Dr. Revenaugh describes Rich and Shelley Fellers as consummate horsemen. “Patience is hard, especially when you have a really nice horse like this and you keep having one frustrating episode after another.”

“Flexible has defied a lot of real negative long-term predictions,” says Rich. “The biggest thing I’ve learned is that you have to have patience and maintain a positive attitude. If you jump on the shortcut bandwagon to get back into the competitive arena, it usually doesn’t last. It’s better to wait it out.”

The approach has paid off in the form of a happy, healthy horse, and his growing sum of successes has been icing on the cake. The summer of 2007 marked the start of Flexible’s current comeback. Top placings at big classes against some of the world’s best in Spruce Meadows inspired Rich to aim Flexible at a World Cup qualifier last November in Los Angeles. The decision was aided by the fact that his first- and second-string horses, McGuinness and Gyro, were out of commission at the time.
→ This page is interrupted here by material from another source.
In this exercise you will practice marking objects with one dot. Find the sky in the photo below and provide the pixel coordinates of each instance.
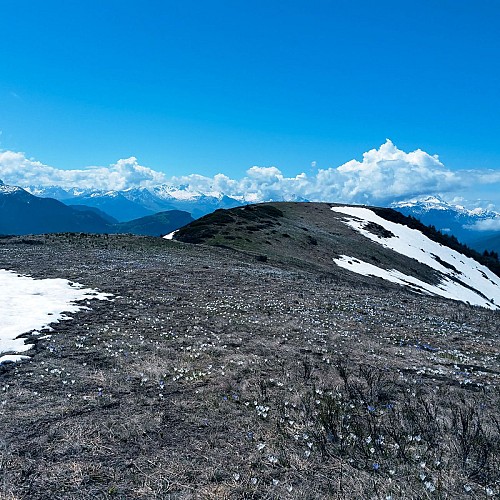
(219, 87)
With a ride Rich describes as “a bouncy ball with an explosive jump,” Flexible gave his rider a big win in Los Angeles and a big idea. “I was pleased, of course, and also a bit surprised. He’s not a big super-scopey horse, but he is very brave and he’s a ‘tryer.’ I knew he wasn’t experienced enough for the Olympic Selection Trials, but I thought, ‘Well, maybe he would be up for the World Cup Finals.’ Flexible is the kind of horse that you just don’t know what he can do until you try.”

The rest is history. The pair went on to win another three World Cup qualifiers, all at the HITS Desert Circuit in Thermal, California, in the winter and early spring of 2008, then headed to Sweden for the Finals in April. They’d handily won the West Coast league but, against the world’s best, were definite underdogs. Rich initially hoped just to be competitive. When Flexible jumped clear and fast effortlessly for a fourth-place finish in the Final’s opening speed round, the rider raised his sights. After just one rail in the jumpoff in notoriously tough designer Rolf Ludi’s bigger, wider and technically exacting course on Friday, Rich fixed his eyes on the Final’s big silver chalice. One rail on the finale’s first round and a clear in the second put them in world-class company behind only the winner, Meredith Michaels-Beerbaum. “Every time I asked him to go higher and go wider, he just kept saying OK,” the rider reflects.

Going into the run for next year’s Finals, Rich says Flexible is jumping better than ever. “At the World Cup, he was trying so hard he kind of looked a little freaky. Now his jumping looks so much easier. He has a nicer, more consistently round shape over every fence.” Flatwork aimed at better ridability between fences is the source of much of Flexible’s improved form. “It’s something that all upper-level show-jumping riders school for and it’s a good sign that the horse is maturing in a good way.” It’s a good sign, too, that the ghosts of Flexible’s injuries won’t haunt him in the hunt for new international victories.